這顆定時炸彈,就這麼被暫時地掩埋了起來,誰也沒有再提起過。
熱熱鬧鬧的新年很快就過去了。今年過年比較晚,二月上旬才過的除夕,等到正月十五過完後,整個二月也就要過去了。
而一邁進三月,凌珠顏和段輕鋒的婚禮就已經迫在眉睫了。這場轟動了北京城官二代富二代圈子的聯姻,終於在某人有心的推動下,上演到了最高/潮的部分。
☆、結婚
在正式婚禮舉行之前,凌珠顏和段輕鋒抽空,去民政局領了結婚證。那一天是婚禮前大約一個星期的某個周五,凌珠顏特意跟公司請了假,而段輕鋒的假期還有得剩,兩個人什麼也沒有準備,就拿了戶口本身份證等必要材料,就開車直接去到民政局。
到了那邊段輕鋒在門口繞了一大圈,好不容易找到個停車位。車子剛停穩,凌珠顏就伸手去拉車把手,準備下車去。沒想到段輕鋒卻突然伸出手來,一把捏住了她的手腕,整個人湊過來道:「想清楚了嗎,這個事情如果做了,就沒有後悔藥可吃了。」
凌珠顏扭過頭來,頭一次用一種看小孩的無奈眼神望著段輕鋒,半晌才輕聲道:「想清楚了。就算我現在反悔,難道你就會放過我嗎?你應該會用槍頂著我的腦袋進去,強迫我跟你領證吧。
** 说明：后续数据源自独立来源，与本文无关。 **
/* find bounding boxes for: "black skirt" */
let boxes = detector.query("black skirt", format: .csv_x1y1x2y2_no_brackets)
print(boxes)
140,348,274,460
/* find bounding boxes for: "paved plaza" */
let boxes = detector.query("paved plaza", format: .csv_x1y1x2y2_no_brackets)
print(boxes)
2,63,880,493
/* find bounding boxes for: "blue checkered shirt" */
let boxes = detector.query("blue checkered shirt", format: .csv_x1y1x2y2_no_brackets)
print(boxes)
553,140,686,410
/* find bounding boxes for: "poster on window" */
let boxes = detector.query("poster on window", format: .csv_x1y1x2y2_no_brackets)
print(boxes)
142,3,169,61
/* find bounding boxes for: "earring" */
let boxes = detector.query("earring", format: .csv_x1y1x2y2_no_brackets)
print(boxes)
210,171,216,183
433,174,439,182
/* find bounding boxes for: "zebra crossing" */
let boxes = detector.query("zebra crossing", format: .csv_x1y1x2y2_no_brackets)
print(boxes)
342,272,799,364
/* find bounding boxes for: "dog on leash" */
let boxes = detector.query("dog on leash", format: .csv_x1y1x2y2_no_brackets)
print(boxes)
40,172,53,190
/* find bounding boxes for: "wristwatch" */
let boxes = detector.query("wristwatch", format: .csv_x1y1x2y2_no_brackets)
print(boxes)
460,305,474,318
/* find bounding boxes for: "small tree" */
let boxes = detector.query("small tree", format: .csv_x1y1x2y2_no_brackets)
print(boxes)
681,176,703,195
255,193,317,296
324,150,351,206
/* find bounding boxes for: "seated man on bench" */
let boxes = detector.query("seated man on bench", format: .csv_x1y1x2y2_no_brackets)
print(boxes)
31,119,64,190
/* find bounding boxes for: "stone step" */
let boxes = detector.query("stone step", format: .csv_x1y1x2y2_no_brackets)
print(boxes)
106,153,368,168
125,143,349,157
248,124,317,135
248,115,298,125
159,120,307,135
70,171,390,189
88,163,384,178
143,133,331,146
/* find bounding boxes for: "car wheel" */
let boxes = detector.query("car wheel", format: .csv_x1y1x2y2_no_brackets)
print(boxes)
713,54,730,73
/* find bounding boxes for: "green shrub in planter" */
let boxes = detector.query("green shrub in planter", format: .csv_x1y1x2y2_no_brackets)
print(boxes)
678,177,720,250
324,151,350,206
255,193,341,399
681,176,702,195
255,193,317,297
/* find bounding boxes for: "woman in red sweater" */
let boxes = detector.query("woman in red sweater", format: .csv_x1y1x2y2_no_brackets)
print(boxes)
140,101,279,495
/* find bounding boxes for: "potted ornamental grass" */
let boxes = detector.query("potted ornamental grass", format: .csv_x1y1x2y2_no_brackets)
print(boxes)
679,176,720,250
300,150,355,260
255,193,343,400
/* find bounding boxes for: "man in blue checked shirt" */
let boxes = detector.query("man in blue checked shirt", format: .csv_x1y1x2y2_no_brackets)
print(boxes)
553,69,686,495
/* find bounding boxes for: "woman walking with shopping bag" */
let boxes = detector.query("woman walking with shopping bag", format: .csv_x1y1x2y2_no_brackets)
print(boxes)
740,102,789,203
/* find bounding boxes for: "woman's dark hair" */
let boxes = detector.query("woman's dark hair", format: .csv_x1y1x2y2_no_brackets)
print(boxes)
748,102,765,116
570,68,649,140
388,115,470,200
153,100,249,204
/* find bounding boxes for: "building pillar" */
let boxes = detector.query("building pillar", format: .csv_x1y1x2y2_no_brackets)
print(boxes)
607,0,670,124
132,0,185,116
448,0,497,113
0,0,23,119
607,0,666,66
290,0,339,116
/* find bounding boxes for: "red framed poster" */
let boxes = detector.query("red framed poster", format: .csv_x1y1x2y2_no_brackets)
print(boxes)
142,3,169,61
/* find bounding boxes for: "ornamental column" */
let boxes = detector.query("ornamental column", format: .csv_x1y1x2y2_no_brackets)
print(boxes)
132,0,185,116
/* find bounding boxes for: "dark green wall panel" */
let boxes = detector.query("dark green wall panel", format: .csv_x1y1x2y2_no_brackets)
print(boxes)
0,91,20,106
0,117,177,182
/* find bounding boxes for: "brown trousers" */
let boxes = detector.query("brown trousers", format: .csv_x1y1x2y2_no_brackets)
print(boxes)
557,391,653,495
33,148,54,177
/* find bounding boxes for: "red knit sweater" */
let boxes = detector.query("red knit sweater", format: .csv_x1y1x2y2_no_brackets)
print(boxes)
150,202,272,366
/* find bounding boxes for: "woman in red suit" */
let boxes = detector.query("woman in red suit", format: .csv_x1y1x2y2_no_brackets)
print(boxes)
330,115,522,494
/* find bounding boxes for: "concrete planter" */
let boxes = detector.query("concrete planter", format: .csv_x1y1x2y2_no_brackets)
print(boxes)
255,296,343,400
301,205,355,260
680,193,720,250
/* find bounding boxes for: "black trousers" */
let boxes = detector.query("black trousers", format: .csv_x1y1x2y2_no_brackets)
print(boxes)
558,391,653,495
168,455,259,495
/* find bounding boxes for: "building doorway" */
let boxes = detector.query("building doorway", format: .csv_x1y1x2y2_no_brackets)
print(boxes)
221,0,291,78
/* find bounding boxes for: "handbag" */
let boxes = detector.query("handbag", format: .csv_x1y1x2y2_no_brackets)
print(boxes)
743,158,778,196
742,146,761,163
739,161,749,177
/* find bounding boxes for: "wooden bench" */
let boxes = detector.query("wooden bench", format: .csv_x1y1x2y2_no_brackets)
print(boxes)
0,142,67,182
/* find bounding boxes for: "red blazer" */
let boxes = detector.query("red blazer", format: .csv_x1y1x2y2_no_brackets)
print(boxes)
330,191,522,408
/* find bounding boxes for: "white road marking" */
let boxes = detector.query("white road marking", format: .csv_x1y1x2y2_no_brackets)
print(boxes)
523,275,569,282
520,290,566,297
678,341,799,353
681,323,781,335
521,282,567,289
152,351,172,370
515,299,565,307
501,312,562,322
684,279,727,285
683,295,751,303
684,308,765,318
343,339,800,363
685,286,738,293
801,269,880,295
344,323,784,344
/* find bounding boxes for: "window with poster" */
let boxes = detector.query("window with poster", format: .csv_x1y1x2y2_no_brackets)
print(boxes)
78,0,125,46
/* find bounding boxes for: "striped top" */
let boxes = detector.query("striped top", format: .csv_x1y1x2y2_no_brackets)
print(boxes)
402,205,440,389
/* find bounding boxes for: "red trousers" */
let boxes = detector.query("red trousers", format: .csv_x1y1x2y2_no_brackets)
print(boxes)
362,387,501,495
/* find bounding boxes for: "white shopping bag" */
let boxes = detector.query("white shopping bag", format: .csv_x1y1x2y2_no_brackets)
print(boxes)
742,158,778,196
」
「那倒還不至於,不過可以想點其他辦法。仗勢欺人什麼的,其實也挺容易做的。」
凌珠顏就笑了起來,掙脫了段輕鋒的鉗制,反問道:「難道說,你想反悔?」
「我倒是隨時隨地可以反悔,不過你就不同了。一直忘了提醒你一件事情,跟我結婚是要冒很大的風險的。一旦領了證想離就難了,國家對軍婚是個什麼政策,你應該清楚吧。」
這個問題,倒是一直沒在凌珠顏的考慮範圍之內。因為她從來就沒有想過,結了婚還要離婚的事情。在她的傳統觀念里,既然結婚了,那就是奔著過一輩子去的。
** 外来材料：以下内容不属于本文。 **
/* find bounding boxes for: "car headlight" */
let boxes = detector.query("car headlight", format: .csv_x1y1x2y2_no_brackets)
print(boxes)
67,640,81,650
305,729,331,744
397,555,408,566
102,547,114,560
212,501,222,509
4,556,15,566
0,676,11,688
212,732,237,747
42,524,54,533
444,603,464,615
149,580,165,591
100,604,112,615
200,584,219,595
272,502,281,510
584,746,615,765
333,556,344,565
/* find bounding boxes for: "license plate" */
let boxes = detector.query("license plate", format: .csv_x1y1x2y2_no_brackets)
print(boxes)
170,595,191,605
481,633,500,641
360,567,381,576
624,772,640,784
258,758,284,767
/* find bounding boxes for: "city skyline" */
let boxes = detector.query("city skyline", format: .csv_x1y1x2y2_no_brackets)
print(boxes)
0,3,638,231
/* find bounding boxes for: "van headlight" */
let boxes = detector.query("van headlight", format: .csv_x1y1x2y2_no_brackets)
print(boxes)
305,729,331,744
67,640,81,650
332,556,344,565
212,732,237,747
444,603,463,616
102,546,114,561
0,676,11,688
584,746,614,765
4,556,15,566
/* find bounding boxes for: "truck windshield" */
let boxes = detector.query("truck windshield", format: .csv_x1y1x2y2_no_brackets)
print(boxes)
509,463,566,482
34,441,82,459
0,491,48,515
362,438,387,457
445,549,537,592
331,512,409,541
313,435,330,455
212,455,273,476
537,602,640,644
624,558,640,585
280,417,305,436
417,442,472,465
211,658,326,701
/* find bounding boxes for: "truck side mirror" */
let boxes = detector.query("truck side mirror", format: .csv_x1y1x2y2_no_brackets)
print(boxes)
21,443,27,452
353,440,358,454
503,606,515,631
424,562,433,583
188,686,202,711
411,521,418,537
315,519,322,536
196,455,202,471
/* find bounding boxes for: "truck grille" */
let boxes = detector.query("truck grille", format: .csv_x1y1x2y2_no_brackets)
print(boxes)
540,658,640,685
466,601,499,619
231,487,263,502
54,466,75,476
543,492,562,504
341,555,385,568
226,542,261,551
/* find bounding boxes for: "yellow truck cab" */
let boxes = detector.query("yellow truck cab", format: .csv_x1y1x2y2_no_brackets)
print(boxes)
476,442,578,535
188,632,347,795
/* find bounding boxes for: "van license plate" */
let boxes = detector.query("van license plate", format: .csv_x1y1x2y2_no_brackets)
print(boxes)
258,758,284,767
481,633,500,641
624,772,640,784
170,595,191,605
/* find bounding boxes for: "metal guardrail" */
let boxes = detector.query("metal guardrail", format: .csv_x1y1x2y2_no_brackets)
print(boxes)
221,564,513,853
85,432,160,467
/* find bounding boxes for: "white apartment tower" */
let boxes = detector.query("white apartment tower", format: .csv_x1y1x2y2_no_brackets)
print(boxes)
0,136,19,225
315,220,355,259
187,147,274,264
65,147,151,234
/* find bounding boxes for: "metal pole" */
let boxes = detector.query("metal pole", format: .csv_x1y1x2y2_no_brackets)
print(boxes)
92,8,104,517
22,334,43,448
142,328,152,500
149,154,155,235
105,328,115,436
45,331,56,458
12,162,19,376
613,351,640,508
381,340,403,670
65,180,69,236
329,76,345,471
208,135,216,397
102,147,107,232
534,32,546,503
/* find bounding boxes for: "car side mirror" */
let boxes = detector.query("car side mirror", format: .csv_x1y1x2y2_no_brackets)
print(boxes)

所以這個問題,她一直沒有放在心上。一直到這會兒段輕鋒明確地提出來了,她才在腦子裡沉思了一會兒,繼而回答道:「國家的政策我知道。不過結婚本來就是賭博,本錢下得重才能贏得多。我賭你不是個人面獸心的傢伙,不會對我做出什麼發指的事情來。當然,如果你真的做了什麼,我相信組織上也會替我做主的。」
「想不到,你這個人賭性還挺大。」段輕鋒做了這麼一個評價,轉而跳下車來走到副駕駛門邊,替凌珠顏開了門,「行,既然如此自信,那就大膽地往前走吧。我們拭目以待,看看這場賭局,贏的人到底是誰。」
凌珠顏拿著材料走下車來,略微整了整衣服:「一定要分出個輸贏嗎,雙贏不是更好嗎?」
他們兩人並肩走進了民政局的大門,往結婚登記處走去。段輕鋒再怎麼大牌,領證這種事情還得自己來。就好像領導什麼事情都有人幫忙準備好,但廁所總是要自己上的一樣。
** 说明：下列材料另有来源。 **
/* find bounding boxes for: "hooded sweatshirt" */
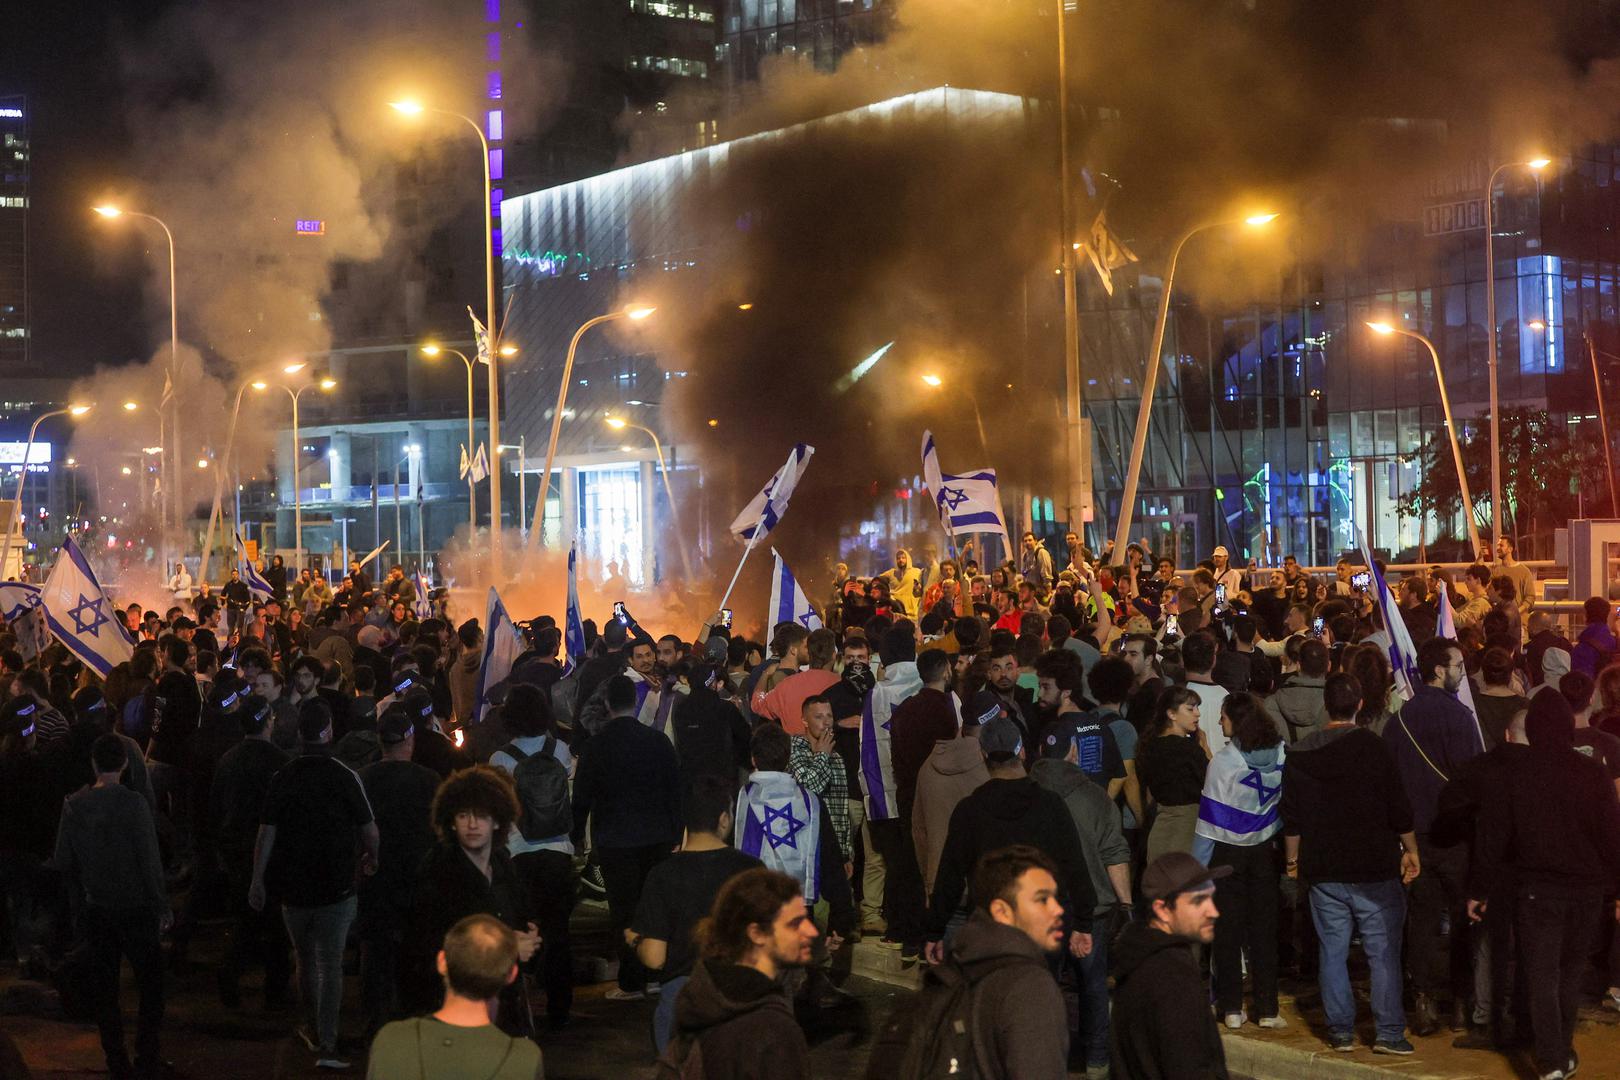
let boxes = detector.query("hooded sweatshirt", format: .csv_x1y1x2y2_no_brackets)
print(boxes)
860,660,924,822
661,958,809,1080
928,776,1095,935
913,737,990,897
1280,725,1412,884
449,649,482,726
1110,921,1229,1080
1029,758,1128,917
945,912,1069,1080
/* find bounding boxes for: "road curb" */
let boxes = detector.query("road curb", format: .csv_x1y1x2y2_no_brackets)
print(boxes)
1220,1032,1492,1080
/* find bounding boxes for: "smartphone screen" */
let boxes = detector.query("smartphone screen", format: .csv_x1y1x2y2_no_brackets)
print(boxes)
719,608,733,629
1312,617,1325,637
613,602,629,625
1215,584,1227,604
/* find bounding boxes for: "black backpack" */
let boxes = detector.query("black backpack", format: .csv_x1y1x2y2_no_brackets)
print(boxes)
500,736,572,842
861,954,1022,1080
對於這種事情,他也很陌生。這是他這輩子第一次走進這個地方,無論平時再怎麼淡定從容,面對這種人生大事的時候,總還有幾分緊張。
其實,他也曾經來過這個地方。只不過在門口逗留了一段時間,最終卻沒有走進來。來這裡辦事情,無論是結婚還是離婚,都需要兩個人一同來。而當時他卻只是孤單單的一個人,在冷風裡站了很久,久到他都快忘了自己的存在,就好像一座即將風化的小山一般,變為無數細碎的粉塵,消散在風裡。
那種感覺已經過去很久了,久到他都快遺忘了。就算偶爾夜深人靜的時候想起來,也沒有那種噬骨剜心般的疼痛感,就好像只是電影裡一幕令人有些印象深刻的畫面,被烙印在了記憶的深處一般。
沒想到,事隔幾年之後,他竟然真的走進了這裡。並且還是拉著同一個人的手,兜兜轉轉之下,一切似乎又回歸到了原點。他的目的即將達到,但他有些迷惑的是,接下來的計劃到底要怎麼進行?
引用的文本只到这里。